When setting up a charity there are many things to consider, from naming it, to creating governing documentation. There are also different structures for charities to take and this will affect the insurance requirements.
Charity Structure Options
Your chosen structure will impact things like who and how the charity is run, and what the charity can do, so it is important that you select the most appropriate structure for your specific charity aims.

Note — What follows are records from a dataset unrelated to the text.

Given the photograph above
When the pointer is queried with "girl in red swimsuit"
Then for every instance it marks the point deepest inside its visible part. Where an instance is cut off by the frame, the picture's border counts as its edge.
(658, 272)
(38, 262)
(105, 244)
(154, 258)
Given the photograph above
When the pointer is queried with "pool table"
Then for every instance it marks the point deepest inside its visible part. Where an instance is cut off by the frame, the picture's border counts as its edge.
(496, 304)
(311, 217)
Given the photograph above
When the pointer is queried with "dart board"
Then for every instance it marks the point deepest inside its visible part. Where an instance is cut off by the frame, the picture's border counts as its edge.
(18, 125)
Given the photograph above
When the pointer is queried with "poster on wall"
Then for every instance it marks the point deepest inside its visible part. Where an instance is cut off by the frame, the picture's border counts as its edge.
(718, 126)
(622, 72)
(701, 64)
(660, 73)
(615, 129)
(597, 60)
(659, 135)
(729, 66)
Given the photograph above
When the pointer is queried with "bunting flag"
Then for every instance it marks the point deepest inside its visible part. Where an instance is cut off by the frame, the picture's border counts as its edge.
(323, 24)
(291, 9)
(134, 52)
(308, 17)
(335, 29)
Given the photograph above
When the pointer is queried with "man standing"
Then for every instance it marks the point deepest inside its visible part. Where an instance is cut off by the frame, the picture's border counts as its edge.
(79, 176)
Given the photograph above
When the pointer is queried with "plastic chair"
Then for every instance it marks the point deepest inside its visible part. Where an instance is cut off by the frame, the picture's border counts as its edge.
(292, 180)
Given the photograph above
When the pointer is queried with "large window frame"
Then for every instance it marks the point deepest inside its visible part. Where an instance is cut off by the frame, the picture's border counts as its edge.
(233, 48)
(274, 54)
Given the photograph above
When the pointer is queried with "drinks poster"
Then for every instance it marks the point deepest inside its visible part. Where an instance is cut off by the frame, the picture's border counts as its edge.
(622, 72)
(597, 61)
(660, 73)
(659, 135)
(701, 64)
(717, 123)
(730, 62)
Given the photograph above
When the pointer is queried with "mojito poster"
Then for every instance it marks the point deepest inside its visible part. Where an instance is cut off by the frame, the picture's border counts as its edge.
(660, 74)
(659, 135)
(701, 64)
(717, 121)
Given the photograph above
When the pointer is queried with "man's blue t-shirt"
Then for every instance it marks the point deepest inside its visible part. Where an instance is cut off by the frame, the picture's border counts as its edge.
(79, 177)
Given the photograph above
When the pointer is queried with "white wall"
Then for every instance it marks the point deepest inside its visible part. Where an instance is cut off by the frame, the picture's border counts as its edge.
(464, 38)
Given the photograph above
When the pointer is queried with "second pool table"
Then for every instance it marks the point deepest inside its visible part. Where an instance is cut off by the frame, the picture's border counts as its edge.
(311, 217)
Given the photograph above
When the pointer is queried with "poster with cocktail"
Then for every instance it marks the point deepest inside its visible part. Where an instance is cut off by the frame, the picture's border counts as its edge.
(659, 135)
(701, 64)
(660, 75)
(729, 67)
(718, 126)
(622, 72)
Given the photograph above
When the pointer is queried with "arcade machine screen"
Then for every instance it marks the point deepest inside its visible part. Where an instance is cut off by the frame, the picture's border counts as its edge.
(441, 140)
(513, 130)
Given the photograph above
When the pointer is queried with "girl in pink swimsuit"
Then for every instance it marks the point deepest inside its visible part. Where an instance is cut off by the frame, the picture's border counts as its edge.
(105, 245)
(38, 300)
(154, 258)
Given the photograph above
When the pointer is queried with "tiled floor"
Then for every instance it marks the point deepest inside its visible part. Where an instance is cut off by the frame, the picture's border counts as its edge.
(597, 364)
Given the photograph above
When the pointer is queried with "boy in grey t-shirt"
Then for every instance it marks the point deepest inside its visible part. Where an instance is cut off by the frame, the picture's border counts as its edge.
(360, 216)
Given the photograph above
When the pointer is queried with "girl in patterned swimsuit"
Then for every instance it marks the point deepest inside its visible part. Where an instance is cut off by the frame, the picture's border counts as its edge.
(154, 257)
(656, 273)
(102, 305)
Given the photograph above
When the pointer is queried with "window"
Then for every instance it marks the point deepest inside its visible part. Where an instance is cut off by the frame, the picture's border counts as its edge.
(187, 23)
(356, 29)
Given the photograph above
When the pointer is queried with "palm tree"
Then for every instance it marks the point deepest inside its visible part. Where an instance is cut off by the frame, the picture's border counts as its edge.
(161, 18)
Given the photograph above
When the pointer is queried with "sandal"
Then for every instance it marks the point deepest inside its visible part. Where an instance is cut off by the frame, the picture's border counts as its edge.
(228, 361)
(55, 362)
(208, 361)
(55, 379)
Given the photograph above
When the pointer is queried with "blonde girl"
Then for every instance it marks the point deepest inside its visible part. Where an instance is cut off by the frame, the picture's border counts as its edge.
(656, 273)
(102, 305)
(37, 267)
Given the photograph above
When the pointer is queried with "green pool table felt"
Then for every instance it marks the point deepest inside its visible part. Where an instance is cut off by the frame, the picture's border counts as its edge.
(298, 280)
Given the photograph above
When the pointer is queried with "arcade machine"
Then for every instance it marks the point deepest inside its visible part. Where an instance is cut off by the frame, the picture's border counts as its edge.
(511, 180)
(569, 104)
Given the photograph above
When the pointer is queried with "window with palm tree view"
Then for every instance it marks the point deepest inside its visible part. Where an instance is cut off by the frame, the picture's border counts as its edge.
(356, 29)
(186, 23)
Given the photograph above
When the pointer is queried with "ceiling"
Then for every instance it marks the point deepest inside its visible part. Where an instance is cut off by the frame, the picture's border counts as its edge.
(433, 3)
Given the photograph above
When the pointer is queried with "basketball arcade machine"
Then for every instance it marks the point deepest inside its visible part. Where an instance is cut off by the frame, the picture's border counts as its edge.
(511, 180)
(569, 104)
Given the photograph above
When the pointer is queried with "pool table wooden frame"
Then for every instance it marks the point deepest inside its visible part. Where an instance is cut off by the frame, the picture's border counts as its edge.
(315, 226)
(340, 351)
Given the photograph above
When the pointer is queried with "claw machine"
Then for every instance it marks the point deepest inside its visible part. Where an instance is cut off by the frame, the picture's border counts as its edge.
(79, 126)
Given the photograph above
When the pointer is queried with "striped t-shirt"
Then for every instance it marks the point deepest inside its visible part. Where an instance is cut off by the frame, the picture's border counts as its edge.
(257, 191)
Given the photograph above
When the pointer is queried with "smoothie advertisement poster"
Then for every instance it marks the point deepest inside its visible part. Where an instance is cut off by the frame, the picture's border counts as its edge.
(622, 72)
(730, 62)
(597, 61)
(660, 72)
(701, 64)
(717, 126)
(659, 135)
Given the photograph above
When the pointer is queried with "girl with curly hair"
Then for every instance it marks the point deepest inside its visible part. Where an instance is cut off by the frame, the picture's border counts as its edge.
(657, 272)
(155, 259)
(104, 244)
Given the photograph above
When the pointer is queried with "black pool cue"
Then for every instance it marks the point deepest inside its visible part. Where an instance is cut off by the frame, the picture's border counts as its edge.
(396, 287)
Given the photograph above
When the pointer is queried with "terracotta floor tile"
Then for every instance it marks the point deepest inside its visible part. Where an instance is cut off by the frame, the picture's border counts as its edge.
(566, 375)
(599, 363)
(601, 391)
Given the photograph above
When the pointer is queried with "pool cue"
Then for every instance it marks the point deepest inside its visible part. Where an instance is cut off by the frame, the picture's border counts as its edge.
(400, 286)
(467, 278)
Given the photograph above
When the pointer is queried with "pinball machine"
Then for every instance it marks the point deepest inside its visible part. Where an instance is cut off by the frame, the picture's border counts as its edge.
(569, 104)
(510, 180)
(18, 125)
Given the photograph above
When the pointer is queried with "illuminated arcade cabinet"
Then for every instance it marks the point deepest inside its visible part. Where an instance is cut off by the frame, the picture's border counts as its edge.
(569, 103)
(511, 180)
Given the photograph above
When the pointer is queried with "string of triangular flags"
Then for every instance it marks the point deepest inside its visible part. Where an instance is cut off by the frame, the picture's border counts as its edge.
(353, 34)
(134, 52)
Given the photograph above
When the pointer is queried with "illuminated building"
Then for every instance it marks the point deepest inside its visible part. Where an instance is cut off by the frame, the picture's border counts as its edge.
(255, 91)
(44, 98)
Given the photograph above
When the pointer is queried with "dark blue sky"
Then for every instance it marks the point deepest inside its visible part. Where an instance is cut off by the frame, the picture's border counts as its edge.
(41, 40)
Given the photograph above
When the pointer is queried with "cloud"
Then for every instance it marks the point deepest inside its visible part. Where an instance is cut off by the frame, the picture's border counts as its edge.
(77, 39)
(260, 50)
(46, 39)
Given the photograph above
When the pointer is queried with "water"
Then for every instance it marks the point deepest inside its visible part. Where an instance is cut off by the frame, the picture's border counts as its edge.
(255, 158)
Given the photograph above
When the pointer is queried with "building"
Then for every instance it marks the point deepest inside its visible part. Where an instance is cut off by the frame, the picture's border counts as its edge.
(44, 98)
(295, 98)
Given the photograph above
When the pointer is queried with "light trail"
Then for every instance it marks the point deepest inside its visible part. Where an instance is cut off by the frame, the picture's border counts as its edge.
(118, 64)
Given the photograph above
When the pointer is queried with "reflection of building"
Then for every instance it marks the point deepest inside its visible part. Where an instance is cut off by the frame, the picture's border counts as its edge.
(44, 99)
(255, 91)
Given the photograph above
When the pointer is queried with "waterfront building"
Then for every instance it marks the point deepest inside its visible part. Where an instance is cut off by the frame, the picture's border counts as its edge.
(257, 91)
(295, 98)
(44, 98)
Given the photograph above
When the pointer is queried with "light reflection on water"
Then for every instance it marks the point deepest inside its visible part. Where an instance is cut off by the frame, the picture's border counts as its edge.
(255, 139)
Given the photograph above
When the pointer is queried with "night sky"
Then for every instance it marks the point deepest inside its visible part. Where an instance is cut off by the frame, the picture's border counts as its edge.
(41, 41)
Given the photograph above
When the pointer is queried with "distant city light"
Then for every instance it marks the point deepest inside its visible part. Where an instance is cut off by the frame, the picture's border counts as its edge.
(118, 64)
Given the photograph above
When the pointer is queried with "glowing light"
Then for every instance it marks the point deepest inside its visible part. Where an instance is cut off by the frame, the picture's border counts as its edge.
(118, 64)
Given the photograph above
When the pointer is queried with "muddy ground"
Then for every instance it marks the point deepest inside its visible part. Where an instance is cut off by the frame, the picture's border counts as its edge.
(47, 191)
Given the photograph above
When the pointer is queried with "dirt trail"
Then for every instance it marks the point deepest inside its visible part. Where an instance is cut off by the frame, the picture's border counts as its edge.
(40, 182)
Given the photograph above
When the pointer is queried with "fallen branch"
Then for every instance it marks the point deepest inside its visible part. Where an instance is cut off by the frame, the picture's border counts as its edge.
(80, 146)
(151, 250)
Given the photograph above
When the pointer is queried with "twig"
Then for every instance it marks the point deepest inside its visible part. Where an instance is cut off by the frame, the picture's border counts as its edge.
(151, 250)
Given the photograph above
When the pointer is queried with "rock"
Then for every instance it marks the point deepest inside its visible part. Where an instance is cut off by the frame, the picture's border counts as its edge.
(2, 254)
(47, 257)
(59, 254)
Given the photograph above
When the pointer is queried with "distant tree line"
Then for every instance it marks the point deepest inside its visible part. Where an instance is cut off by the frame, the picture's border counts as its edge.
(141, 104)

These are the common 4 charity structures:
- Charitable Company - Registered with companies house, Trustees have limited liability
- Charitable Incorporated Organisation (CIO) - Incorporated structure, Trustees have limited liability
- Charitable Trust - Trustees can manage assets, unlimited liability
- Unincorporated Charitable Association - Volunteers run a charity for a common purpose, unlimited liability
Depending on the structure Trustees can have varying levels of liability should anything go wrong.
Trustee Indemnity Insurance – Protect Charity Trustees
Within some charity structures, particularly unincorporated ones, Trustees can be held personally liable if anything goes wrong. Taking out Trustee indemnity insurance can therefore provide a level of protection against the risks faced by board members.
Trustee indemnity insurance covers the trustee rather than the charity itself, and one of the benefits of this is it will cover legal fees which can often run into thousands of pounds.
Policies of this kind will protect trustees from the debts incurred if the charity closes and will also cover damages in civil courts. It will not, however, protect against fines in criminal courts.
As a specialist charity broker CARE can incorporate trustee indemnity insurance within a wider charity policy.
Incorporate if you can
Incorporated charities are registered with Companies House as well as the Charity Commission. In these cases it’s the organisation and not the individual trustees that are liable for the debts and other costs should the charity close.
The risks a charity and its Trustees face vary considerably, so rather than take an off-the-shelf policy you should explain to a specialist broker such as CARE the actual risks of the charity so you can ensure that Trustees are protected against everything they need to be.